Four-Dimensional Space (Part 2): Hyper-Stereometry

#This article discusses geometry in pure space! I recommend the video “Dimensions: A Mathematical Walk“ for an initial understanding of four-dimensional space. You can also check out CFY’s article Starting from the Hypercube as a supplement to this article.

Today, we will explore more geometric properties of four-dimensional space, positional relationships, more interesting 4D solid geometry problems, and generalizations of certain solid geometry theorems.

Cross-section cell of a hypercube drawn with three.js (black is the cross-section cell)
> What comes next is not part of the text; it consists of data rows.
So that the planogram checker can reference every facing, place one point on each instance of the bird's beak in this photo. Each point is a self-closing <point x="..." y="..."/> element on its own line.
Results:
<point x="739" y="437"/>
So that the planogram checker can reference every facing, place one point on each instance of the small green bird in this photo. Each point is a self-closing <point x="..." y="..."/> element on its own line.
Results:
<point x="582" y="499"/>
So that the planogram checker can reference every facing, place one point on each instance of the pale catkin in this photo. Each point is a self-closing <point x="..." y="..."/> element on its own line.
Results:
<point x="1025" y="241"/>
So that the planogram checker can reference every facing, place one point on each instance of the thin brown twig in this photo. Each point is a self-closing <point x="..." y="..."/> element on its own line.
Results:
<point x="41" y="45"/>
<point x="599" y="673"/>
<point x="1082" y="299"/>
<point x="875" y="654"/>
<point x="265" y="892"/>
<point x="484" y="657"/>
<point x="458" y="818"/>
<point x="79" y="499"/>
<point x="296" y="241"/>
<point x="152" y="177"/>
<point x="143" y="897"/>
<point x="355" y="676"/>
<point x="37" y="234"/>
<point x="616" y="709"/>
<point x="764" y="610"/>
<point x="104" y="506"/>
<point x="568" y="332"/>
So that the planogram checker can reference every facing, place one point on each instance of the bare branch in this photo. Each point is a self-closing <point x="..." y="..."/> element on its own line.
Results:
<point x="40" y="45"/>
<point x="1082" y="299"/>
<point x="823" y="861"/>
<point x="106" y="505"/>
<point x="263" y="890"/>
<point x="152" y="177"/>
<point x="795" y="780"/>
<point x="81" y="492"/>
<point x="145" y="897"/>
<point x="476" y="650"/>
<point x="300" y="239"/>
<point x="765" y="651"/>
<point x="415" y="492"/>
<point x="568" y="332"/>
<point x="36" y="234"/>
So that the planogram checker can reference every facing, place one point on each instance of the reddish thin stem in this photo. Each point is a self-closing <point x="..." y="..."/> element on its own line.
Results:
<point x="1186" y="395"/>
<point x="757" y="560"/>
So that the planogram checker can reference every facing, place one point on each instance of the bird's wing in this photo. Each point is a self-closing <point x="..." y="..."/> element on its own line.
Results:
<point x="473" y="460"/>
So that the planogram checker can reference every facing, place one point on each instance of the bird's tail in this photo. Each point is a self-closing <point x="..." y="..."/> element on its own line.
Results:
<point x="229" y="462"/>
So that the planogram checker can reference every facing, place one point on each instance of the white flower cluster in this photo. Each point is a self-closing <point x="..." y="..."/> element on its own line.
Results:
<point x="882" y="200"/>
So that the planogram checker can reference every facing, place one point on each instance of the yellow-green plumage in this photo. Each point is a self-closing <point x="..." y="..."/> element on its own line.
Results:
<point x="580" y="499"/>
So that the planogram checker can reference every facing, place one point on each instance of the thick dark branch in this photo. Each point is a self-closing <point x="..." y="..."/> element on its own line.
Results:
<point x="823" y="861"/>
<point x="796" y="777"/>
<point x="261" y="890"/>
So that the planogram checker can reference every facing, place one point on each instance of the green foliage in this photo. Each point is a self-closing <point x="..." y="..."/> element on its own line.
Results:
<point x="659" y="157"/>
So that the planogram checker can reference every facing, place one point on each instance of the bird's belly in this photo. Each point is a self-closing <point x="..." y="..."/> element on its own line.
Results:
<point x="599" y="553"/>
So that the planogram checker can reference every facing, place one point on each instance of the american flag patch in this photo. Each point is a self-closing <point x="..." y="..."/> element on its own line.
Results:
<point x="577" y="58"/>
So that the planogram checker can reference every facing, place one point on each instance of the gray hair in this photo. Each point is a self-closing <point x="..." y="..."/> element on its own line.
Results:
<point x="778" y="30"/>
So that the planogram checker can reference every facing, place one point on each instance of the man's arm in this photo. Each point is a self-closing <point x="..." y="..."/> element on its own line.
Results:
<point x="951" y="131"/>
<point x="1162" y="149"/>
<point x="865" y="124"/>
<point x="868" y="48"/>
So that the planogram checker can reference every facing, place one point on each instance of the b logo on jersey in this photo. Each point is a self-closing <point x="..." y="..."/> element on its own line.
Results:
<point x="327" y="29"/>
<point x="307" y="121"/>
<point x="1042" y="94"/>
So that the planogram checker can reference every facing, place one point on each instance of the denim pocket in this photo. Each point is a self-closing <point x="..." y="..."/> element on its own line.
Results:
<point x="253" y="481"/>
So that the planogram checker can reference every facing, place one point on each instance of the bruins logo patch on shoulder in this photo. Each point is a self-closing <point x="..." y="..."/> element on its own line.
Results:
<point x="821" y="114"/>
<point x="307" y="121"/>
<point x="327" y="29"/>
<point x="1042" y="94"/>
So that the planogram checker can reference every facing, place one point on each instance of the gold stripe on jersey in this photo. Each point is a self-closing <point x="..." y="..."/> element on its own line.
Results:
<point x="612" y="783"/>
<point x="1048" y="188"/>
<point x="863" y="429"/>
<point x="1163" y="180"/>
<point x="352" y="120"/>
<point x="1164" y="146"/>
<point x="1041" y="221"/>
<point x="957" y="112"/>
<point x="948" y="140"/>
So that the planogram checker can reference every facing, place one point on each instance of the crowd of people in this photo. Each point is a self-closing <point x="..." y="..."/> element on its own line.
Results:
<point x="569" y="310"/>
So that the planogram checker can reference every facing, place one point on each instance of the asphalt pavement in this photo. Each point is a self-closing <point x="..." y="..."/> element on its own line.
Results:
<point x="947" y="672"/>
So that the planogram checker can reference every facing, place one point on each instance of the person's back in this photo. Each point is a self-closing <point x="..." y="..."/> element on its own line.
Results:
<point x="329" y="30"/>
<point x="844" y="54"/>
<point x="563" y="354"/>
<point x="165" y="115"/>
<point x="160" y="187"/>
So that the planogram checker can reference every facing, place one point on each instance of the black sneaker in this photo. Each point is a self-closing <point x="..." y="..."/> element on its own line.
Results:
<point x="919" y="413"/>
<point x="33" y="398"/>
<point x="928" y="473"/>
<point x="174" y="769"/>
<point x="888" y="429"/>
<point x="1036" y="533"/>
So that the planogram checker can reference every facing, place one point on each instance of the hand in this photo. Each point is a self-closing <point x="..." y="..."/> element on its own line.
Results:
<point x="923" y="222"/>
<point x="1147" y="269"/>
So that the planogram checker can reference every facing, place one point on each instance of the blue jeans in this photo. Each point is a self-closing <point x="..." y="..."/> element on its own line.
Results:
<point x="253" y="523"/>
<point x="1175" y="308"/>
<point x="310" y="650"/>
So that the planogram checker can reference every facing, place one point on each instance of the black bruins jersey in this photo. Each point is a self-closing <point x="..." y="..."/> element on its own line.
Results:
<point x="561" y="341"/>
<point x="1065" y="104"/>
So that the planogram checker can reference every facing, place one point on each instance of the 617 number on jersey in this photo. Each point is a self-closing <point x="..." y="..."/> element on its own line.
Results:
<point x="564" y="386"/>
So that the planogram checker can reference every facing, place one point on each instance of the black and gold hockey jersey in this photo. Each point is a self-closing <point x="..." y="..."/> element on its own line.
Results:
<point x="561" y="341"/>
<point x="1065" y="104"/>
  • Positional relationships between lines, planes, and cells
  • Geometry problems in the hypercube
  • Generalization of the projection area theorem

Table of Contents:

Determining Positional Relationships

  Two points determine a line, three (non-collinear) points determine a plane, and four (non-coplanar) points determine a three-dimensional space (or hyperplane). The plane geometry and solid geometry that 4D civilizations learn in middle school (or is it high school?) are the same as ours for the first two points. This means we can solve any geometry problems in 3D subspaces within 4D space! Let’s try to solve some simple 4D space geometry problems: Determine the positional relationship between two geometric objects, and if there’s an angle, find its value.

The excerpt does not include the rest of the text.